Human-wildlife conflictThere can be no permanent solution, but we need to focus on minimising future conflicts.
The death of an elephant in Dahijoda forest in Jhapa has once again raised critical questions concerning the ongoing battle between humans and the constantly threatened wildlife in the region. This is the second case of an elephant’s death within a week. Despite continued success in other conservation areas, death and destruction incidents stand as a glaring reminder that not all is rosy when it comes to handling the delicate issue of conservation. While there were no visible signs of any physical injury on the elephant, scattered electrical wires within the vicinity of the dead tusker have raised suspicion that it was probably death by electrocution.
With the human population rising and demand for space continuing to grow, there is increased interaction between people and wildlife, leading to conflict. Animals searching for food often venture to the edge of human habitations and, lured by the availability of an easy meal, inadvertently fall into the traps set by humans, primarily designed to avert the destruction of their livelihood. Defensive and retaliatory measures such as setting up electrical fences will aggravate the situation. But conservation at the cost of displacing an existing human habitation is no solution to an ever-increasing crisis.
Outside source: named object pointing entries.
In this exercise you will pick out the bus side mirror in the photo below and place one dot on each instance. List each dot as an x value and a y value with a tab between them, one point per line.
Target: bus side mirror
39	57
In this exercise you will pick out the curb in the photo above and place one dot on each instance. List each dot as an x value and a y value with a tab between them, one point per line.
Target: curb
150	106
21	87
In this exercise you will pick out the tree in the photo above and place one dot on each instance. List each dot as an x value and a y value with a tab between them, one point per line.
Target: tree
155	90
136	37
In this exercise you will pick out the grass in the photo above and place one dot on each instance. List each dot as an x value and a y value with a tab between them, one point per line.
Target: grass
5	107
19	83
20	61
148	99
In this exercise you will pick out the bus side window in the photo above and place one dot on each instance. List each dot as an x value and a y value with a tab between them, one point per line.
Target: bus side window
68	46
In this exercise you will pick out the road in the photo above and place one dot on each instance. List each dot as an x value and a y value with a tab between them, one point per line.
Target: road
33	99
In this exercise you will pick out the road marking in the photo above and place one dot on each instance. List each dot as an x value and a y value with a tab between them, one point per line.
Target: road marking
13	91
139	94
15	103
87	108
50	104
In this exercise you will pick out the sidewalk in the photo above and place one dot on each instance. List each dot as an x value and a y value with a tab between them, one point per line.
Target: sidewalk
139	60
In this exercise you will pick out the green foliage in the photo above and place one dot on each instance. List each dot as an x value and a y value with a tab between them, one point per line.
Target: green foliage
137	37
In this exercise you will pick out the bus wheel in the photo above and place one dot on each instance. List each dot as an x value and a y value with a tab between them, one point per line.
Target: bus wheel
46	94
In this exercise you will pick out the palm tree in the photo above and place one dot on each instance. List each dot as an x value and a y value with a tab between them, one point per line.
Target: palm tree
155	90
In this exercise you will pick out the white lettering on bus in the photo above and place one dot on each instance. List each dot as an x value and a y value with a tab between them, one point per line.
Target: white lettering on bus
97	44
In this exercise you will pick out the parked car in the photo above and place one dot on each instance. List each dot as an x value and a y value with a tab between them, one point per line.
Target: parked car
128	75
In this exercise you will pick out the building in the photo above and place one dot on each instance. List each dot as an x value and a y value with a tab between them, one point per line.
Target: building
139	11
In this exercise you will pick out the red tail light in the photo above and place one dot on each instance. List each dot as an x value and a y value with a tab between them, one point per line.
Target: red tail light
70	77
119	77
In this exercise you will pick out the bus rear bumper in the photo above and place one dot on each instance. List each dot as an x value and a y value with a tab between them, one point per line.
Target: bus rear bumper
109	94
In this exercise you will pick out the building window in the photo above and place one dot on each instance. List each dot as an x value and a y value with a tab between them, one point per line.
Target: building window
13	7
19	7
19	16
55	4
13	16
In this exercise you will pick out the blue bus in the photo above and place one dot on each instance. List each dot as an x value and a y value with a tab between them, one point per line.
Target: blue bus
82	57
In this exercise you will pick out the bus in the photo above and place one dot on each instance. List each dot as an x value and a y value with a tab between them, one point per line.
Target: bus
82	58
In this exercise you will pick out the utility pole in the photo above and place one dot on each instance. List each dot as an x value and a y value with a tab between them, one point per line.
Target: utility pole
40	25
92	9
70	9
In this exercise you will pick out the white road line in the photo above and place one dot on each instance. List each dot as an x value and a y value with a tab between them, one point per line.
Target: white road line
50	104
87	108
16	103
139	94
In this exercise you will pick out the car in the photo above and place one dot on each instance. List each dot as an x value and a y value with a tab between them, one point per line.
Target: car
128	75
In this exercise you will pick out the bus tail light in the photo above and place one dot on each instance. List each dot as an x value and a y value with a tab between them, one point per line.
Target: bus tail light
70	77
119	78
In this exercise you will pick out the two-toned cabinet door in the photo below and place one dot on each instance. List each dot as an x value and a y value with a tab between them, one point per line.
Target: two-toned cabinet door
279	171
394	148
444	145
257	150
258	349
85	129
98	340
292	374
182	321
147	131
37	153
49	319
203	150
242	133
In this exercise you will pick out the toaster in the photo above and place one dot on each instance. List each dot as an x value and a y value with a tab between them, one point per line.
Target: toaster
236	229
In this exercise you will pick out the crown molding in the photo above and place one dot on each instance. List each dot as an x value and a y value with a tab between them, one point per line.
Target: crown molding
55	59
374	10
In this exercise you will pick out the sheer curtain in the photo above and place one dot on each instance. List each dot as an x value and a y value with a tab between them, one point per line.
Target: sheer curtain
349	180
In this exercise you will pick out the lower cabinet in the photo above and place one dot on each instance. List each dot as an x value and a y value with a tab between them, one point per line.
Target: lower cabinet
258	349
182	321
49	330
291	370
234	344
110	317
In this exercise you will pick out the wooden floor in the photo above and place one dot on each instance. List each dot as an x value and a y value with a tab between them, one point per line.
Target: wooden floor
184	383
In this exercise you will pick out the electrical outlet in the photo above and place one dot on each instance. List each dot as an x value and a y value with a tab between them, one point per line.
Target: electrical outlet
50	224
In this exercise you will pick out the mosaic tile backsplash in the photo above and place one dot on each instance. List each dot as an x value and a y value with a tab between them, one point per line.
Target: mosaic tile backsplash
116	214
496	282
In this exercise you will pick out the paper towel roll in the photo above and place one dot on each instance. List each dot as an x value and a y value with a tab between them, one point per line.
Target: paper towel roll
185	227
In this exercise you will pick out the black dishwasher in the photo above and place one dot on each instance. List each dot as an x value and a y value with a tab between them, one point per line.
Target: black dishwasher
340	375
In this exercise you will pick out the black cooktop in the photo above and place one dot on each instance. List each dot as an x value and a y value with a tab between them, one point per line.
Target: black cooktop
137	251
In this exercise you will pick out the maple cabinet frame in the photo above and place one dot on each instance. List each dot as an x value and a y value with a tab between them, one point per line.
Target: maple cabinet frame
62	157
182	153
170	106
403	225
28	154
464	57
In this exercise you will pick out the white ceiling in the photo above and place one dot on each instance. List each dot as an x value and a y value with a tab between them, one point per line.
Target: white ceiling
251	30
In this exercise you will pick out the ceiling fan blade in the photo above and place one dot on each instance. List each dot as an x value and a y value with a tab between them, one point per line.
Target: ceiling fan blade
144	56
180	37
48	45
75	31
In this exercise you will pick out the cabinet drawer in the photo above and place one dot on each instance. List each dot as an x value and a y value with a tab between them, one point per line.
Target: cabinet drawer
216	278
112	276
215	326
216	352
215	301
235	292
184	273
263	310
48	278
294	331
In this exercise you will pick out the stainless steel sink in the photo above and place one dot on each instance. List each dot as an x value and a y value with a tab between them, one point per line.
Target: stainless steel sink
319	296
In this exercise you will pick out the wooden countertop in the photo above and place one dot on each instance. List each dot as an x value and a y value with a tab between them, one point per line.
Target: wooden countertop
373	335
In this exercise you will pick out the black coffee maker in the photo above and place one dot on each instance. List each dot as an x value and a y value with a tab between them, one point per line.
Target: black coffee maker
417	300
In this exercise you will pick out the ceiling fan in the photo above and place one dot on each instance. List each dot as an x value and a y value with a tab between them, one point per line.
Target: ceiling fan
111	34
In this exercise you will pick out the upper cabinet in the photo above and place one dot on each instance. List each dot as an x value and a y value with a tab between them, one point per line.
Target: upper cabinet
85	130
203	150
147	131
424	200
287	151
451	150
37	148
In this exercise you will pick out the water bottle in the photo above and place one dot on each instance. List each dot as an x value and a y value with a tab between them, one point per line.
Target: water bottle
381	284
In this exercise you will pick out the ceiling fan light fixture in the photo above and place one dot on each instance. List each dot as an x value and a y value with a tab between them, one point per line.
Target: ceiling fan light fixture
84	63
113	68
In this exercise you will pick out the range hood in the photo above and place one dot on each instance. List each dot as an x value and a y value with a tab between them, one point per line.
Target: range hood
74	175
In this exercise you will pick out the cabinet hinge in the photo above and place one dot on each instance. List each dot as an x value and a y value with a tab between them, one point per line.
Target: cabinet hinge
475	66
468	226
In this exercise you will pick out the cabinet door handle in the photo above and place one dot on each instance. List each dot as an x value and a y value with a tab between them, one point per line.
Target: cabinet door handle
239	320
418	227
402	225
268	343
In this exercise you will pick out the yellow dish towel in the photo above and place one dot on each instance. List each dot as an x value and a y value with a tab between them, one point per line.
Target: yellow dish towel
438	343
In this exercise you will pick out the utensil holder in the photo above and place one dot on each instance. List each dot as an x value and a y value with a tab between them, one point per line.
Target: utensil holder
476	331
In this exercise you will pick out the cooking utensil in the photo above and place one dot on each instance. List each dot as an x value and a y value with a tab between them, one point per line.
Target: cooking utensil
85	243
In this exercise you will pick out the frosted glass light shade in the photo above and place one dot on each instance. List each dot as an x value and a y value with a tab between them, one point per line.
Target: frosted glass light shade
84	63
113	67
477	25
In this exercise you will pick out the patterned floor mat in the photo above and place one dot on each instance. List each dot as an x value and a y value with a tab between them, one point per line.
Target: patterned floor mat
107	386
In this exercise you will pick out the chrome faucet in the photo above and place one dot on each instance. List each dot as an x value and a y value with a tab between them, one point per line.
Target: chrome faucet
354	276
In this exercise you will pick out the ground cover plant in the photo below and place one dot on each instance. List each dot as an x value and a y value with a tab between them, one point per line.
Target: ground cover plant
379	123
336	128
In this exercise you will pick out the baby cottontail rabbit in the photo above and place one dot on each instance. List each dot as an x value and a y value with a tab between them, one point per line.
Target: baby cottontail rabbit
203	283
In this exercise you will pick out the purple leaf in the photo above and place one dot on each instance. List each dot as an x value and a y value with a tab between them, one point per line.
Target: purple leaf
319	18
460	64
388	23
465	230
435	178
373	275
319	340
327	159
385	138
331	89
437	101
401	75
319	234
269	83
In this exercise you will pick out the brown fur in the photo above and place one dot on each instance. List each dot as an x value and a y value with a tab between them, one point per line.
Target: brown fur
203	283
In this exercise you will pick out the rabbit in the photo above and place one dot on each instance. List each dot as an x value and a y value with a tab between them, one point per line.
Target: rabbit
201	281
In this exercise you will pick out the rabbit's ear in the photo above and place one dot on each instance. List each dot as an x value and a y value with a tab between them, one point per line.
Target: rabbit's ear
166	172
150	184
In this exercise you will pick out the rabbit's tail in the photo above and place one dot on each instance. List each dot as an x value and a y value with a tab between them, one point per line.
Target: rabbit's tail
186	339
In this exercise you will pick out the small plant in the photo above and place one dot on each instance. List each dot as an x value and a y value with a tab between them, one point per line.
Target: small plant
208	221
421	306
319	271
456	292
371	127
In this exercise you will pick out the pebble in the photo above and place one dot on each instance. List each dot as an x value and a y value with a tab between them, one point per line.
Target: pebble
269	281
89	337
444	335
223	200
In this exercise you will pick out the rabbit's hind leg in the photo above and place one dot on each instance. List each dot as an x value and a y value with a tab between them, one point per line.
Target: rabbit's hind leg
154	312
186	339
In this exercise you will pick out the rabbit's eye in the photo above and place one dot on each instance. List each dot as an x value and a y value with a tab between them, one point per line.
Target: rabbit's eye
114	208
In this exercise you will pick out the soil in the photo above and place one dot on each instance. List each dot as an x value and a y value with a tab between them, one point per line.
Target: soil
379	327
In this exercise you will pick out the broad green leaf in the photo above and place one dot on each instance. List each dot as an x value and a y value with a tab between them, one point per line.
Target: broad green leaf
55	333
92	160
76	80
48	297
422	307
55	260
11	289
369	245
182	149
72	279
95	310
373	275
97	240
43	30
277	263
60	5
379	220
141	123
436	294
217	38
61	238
The conflict between humans and wildlife never ends on a cheerful note. While, on the one hand, Nepal has made significant strides in conserving wildlife such as tigers, rhinos and blackbucks, none of the measures has been without its fair share of conflict. Behind all the success and accolades, locals have had to bear the brunt of this saga. Statistics related to tiger attacks in Bardia show an increasing trend, which is directly proportional to the rising population of tigers in the region. A lopsided effort in maintaining wildlife habitats at the cost of human life and livelihood too does not bode well for the overall conservation effort.
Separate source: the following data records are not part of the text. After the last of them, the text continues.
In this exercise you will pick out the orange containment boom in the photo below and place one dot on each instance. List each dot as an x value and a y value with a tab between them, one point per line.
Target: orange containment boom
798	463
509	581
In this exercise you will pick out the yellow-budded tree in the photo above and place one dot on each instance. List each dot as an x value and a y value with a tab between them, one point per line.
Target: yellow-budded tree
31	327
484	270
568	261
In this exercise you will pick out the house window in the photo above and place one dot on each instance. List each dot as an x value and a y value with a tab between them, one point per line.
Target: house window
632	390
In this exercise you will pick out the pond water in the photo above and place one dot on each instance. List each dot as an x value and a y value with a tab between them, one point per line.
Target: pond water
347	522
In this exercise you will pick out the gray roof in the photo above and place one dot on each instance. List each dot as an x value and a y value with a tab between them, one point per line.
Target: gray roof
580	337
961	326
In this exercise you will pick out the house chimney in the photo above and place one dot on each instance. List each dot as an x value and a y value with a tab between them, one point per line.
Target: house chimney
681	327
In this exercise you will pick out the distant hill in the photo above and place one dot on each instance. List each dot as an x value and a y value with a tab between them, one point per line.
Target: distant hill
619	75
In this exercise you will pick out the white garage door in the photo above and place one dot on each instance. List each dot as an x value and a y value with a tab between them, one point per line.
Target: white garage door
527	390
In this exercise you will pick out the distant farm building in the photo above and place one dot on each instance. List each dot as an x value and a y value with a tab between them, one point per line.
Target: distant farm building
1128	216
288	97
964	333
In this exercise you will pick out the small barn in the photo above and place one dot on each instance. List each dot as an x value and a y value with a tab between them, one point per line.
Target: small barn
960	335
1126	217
While it is evident that continuous human-wildlife conflict could result in the eventual decline of the species or possible eradication at worst, the burden of conservation mismanagement generally tends to fall on those members of the communities that have often fallen below the poverty line and been deprived of access to economic opportunities. It is easy to root for the successes of an improved wildlife situation from the comfort of one’s urban setting, but perhaps a little thought towards those who must engage in this battle continually wouldn’t go amiss.
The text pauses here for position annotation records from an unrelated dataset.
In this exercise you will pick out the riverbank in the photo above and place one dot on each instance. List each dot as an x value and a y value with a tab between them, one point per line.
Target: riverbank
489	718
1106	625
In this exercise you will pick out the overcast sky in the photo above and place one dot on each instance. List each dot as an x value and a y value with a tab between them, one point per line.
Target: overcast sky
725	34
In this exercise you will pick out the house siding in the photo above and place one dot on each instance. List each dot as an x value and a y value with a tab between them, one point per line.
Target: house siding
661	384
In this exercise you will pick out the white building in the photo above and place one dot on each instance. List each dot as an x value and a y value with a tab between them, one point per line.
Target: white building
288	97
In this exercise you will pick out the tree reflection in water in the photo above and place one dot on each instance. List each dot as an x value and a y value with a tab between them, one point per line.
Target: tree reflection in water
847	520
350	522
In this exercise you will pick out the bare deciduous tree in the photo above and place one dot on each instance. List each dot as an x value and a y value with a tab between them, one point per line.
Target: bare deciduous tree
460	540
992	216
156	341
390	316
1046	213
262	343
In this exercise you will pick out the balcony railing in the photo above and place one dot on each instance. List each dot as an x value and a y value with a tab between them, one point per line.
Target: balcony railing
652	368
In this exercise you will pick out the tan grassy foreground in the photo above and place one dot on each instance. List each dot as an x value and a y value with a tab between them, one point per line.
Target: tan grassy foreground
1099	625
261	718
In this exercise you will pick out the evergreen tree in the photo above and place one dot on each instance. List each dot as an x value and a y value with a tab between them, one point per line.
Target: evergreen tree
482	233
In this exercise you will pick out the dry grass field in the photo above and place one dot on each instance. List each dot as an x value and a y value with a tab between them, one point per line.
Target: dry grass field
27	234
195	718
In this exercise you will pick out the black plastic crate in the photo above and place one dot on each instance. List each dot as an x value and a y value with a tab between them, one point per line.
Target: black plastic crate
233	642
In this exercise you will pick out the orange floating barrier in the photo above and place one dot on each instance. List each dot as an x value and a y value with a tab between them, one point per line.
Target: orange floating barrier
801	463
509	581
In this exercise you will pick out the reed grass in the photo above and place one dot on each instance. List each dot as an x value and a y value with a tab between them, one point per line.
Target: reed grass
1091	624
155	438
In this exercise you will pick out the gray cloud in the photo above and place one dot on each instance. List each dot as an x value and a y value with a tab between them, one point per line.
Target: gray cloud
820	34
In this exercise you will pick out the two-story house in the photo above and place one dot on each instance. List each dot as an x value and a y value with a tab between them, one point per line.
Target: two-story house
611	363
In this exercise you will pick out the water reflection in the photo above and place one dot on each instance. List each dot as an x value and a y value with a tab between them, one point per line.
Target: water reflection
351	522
The question isn’t about the advantage accorded to one particular aspect at the expense of the other. It is undoubtedly a delicate balance to achieve. Conflicts between humans and wildlife have been part and parcel of our existence. Efforts must be directed towards reassessing the relationship with constant communication between the authorities and those that are directly impacted by the conservation measures. There can be no permanent solution, but we need to focus our efforts on minimising future conflicts.